Glutamate excitotoxicity is at the core of tinnitus, and this is why diet also effects the strength and appearance of my tinnitus.
https://www.ncbi.nlm.nih.gov/pmc/articles/PMC6458046/
https://www.sciencedirect.com/science/article/abs/pii/S03785...
Basically, my understanding is that the human body is, for basic evolutionary reasons, really efficient at dealing with glutamate.
https://www.ncbi.nlm.nih.gov/pmc/articles/PMC1940242/figure/...
Therefore this study shows effectiveness that is theoretically higher than regular benzos. I don't think that regular benzos or tofisopam block the AMPA receptors, although their increase in inhibitory GABA has a similar effect. It would make sense to combine benzos with an NMDA antagonist such as e.g memantine in order to reduce excitotoxicity (or weaker ones like magnesium l-threonate)
I advise you to try tofisopam (grandaxin) especially since it is a safe and extensively studied drug. Tofisopam is for sale in the U.S, OTC in practice e.g on rupharma, cosmicnootropics, possibly indiamart, etc You should not take it in combination with klonopin nor any other drug without advice from an expert (spoiler almost no-one is qualified) as interactions are possible. E.g it is a CYP inhibitor like grappefruit juice. note that the dose escalation must be very slow since tofisopam slightly increase heart contractility which can give non-dangerous but scary transient heart palpitations for a limited subset of the population.

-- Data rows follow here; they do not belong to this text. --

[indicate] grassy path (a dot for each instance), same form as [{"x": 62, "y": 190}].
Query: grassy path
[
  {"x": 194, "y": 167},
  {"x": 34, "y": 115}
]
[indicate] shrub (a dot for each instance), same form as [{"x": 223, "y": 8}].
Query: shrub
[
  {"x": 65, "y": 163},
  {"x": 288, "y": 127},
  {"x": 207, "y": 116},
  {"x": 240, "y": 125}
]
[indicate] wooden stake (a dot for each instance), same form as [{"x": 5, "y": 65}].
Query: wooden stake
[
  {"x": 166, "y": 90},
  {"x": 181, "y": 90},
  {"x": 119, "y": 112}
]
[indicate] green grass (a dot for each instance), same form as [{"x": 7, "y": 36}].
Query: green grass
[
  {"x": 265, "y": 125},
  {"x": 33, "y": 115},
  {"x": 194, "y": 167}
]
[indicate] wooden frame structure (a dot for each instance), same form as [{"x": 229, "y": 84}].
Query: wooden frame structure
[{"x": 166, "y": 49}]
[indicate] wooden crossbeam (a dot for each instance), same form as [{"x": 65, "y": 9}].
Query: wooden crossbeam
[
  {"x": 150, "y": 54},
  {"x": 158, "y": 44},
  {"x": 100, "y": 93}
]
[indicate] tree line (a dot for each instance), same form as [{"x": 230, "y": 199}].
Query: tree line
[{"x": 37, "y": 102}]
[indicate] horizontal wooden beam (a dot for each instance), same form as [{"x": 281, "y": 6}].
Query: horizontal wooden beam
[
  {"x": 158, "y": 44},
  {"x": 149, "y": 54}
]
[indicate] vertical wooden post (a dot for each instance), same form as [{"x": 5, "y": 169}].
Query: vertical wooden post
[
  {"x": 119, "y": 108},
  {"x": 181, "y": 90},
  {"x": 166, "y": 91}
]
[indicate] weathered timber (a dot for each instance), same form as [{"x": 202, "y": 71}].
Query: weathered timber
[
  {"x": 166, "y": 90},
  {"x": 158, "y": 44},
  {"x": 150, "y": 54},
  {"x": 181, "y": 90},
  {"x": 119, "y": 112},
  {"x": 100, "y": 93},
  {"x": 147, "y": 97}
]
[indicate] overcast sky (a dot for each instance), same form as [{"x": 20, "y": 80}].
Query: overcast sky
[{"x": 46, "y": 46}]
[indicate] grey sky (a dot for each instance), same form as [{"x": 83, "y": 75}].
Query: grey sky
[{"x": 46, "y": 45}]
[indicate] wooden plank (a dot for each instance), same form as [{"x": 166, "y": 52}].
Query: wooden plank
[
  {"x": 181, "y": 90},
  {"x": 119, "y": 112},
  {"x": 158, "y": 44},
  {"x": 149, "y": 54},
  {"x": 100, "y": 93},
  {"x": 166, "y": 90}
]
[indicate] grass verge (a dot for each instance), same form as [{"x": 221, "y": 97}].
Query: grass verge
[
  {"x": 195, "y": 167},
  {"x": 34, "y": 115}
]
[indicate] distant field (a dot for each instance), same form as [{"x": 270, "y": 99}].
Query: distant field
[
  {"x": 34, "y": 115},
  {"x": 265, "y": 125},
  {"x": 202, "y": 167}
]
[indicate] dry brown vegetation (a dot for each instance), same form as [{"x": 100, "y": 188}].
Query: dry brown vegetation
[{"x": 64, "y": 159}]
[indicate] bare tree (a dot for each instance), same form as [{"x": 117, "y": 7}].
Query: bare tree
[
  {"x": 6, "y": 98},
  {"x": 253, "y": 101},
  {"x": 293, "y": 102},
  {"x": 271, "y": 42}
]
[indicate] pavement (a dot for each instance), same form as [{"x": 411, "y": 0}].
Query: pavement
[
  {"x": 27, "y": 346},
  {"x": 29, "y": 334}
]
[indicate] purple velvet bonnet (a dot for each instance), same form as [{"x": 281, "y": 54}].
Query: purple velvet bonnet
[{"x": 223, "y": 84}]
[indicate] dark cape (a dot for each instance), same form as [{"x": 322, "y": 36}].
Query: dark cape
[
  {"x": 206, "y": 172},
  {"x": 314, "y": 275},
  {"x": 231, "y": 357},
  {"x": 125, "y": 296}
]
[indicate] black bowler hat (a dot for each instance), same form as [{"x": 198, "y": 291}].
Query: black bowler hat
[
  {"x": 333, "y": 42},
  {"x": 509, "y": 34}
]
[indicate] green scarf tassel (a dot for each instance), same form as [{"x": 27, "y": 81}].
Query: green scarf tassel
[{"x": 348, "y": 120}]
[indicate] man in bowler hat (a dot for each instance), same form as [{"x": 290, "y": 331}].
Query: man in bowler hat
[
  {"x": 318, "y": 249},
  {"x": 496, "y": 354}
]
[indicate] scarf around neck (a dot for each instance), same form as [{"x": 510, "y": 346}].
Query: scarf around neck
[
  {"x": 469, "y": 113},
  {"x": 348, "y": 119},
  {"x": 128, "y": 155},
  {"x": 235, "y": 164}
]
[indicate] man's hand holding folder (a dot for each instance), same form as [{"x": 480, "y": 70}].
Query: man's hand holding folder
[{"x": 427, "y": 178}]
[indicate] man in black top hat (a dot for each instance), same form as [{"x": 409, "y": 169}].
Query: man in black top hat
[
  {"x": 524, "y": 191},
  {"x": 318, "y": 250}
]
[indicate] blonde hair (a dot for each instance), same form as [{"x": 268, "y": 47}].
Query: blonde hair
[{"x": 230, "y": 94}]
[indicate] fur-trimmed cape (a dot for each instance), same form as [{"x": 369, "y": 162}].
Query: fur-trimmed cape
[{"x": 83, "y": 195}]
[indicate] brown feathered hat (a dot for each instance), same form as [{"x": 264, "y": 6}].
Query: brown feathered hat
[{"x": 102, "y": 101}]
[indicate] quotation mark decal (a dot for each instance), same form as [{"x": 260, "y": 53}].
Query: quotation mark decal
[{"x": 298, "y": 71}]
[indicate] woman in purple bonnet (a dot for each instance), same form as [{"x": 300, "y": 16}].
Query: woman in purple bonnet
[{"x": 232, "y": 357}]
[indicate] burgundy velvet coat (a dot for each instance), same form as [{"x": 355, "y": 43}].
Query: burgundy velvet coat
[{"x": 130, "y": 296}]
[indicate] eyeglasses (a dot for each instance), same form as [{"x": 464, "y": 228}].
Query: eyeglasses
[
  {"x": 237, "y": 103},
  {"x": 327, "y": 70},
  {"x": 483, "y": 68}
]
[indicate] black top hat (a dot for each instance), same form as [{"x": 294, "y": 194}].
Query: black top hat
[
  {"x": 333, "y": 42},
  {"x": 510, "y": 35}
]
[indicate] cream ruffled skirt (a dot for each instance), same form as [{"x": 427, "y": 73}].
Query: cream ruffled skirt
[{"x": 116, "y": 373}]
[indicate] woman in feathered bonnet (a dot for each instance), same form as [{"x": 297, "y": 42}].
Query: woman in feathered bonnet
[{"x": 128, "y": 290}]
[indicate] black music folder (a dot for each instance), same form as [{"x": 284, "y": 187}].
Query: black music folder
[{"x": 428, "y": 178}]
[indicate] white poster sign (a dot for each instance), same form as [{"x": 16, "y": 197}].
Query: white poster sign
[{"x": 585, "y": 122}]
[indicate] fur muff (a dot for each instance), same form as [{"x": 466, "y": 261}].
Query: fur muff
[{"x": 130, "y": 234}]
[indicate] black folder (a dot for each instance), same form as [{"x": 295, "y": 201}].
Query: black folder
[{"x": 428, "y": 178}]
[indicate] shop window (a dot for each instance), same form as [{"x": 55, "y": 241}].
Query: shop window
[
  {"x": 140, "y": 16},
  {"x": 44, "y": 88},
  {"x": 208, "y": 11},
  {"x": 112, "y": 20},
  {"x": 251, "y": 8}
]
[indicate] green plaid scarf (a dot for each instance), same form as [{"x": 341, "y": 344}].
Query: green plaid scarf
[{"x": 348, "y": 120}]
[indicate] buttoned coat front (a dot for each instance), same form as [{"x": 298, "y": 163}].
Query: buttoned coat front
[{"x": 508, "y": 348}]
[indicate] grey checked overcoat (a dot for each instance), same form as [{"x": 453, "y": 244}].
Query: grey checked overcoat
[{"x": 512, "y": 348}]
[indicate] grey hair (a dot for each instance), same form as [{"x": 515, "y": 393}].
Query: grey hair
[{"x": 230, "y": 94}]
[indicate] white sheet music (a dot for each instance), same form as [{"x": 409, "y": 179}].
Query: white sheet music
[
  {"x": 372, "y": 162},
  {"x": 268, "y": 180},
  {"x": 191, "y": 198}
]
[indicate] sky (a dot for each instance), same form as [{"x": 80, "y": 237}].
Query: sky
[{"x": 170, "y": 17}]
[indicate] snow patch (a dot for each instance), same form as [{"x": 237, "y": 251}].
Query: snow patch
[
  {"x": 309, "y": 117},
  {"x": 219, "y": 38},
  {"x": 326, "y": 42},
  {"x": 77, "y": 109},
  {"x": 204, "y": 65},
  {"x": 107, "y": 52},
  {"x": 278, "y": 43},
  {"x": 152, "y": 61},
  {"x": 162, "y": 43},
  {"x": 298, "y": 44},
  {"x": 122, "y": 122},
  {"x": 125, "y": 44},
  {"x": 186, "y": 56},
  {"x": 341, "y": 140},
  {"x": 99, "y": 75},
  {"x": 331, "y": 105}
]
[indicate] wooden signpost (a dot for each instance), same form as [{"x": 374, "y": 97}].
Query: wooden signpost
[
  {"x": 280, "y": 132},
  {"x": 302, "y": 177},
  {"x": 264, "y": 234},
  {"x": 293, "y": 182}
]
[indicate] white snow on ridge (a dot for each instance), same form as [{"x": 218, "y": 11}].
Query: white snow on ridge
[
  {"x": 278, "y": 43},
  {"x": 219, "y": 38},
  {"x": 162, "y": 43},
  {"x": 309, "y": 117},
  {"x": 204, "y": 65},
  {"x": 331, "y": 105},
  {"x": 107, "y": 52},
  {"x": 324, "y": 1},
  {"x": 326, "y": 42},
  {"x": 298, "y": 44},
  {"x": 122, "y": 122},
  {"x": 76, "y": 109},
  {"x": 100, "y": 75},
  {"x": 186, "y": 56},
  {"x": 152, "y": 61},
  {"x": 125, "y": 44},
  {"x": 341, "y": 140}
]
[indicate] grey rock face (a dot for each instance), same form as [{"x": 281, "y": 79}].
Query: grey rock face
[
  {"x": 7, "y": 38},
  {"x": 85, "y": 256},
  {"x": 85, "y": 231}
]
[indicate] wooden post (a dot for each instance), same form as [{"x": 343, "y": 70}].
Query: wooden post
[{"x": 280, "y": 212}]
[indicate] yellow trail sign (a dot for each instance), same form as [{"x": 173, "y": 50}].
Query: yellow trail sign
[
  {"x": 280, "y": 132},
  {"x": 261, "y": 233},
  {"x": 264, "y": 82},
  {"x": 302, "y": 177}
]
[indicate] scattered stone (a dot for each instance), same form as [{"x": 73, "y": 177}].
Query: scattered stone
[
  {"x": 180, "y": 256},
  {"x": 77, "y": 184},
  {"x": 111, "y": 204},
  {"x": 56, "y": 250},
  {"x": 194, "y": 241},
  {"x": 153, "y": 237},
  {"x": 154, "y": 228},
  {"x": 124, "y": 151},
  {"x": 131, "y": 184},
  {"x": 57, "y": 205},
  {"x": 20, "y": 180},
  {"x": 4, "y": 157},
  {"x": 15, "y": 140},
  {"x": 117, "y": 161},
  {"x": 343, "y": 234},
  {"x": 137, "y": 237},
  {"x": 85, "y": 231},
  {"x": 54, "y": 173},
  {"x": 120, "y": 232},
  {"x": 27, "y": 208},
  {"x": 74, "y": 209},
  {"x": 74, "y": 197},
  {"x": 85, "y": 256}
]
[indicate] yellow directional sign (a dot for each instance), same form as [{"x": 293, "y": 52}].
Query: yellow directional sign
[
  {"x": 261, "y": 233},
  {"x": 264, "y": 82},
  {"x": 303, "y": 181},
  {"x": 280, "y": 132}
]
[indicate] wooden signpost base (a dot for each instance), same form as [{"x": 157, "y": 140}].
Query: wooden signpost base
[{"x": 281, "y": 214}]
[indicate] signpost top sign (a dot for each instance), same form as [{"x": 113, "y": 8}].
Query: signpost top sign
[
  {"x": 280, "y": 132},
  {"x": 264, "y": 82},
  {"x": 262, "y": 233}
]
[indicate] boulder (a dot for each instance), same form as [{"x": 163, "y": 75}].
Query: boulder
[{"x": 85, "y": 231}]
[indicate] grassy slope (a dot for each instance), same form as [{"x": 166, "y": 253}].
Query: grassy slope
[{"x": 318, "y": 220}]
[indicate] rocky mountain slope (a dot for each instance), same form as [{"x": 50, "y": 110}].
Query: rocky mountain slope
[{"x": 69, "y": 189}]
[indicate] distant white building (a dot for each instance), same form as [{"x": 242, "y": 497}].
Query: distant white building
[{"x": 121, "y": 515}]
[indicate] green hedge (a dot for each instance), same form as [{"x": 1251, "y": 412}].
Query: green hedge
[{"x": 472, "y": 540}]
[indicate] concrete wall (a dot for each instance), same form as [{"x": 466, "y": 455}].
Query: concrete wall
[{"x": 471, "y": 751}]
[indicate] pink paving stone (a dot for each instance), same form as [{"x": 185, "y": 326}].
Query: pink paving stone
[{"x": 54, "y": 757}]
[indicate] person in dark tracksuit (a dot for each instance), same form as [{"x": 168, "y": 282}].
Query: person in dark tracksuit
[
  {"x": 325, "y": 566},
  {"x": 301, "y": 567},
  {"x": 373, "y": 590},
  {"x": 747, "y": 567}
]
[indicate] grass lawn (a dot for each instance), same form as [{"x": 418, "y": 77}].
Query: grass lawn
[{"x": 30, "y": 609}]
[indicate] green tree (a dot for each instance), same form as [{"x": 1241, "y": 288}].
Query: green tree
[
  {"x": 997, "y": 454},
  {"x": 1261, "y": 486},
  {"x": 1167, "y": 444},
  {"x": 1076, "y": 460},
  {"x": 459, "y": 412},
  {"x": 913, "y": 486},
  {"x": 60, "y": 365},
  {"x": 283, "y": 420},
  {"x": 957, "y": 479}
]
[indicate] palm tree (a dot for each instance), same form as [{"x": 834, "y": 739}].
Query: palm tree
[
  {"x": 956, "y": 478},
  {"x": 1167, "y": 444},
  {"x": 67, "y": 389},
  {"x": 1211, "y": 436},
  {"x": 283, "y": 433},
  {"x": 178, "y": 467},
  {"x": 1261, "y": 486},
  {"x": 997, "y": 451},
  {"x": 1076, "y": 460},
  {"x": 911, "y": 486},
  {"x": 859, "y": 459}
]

There are many interesting neuroprotectants/modulator e.g BPC-157, cerebrolysin, etc However the most promising treatment besides tofisopam, is a drug that is only available in japan: https://www.semanticscholar.org/paper/Effectiveness-of-Celep... It is likely that tinnitus is already a solved problem, but no one knows it yet besides a few retired scientists.
A complete pharmacological response would also look in synaptotrophics and in mitochondria targeted antioxidants, such as SkQ1
Any increase in GABA will counteract the excitatory transmission of Glutamate. That is all that matters.
But I know klonopin can eliminate my Tinnitus. So if you can explain how that works go right ahead.
> if you can explain how that works go right ahead Tinnitus is an excitatory overload localized in audition related neuron circuits. AKA too much glutamate (mGLURs, AMPA, NMDA, kainate). The brain is mostly a mixture of excitation (GLUT) and inhibition (GABA-A, B). By taking a classical benzo like klonopin you increase your GABA-A level which inhibit the overload of excitation (GLUT). That is why it works. You can also lower you glutamate levels independently of you GABA via an NMDA antagonist such as memantine. Those two mechanisms are the basic treatments to tinnitus. However there are more specific mechanisms (PDE, synaptotophics, calcium blockers, anti oxidants, bioenergetics) that can be complementary. Classical benzos and NMDA antagonists are not enough for some people with tinnitus.
Is this the same? I'm in Taiwan so googling to figure out what i could ask the pharmacist for to try.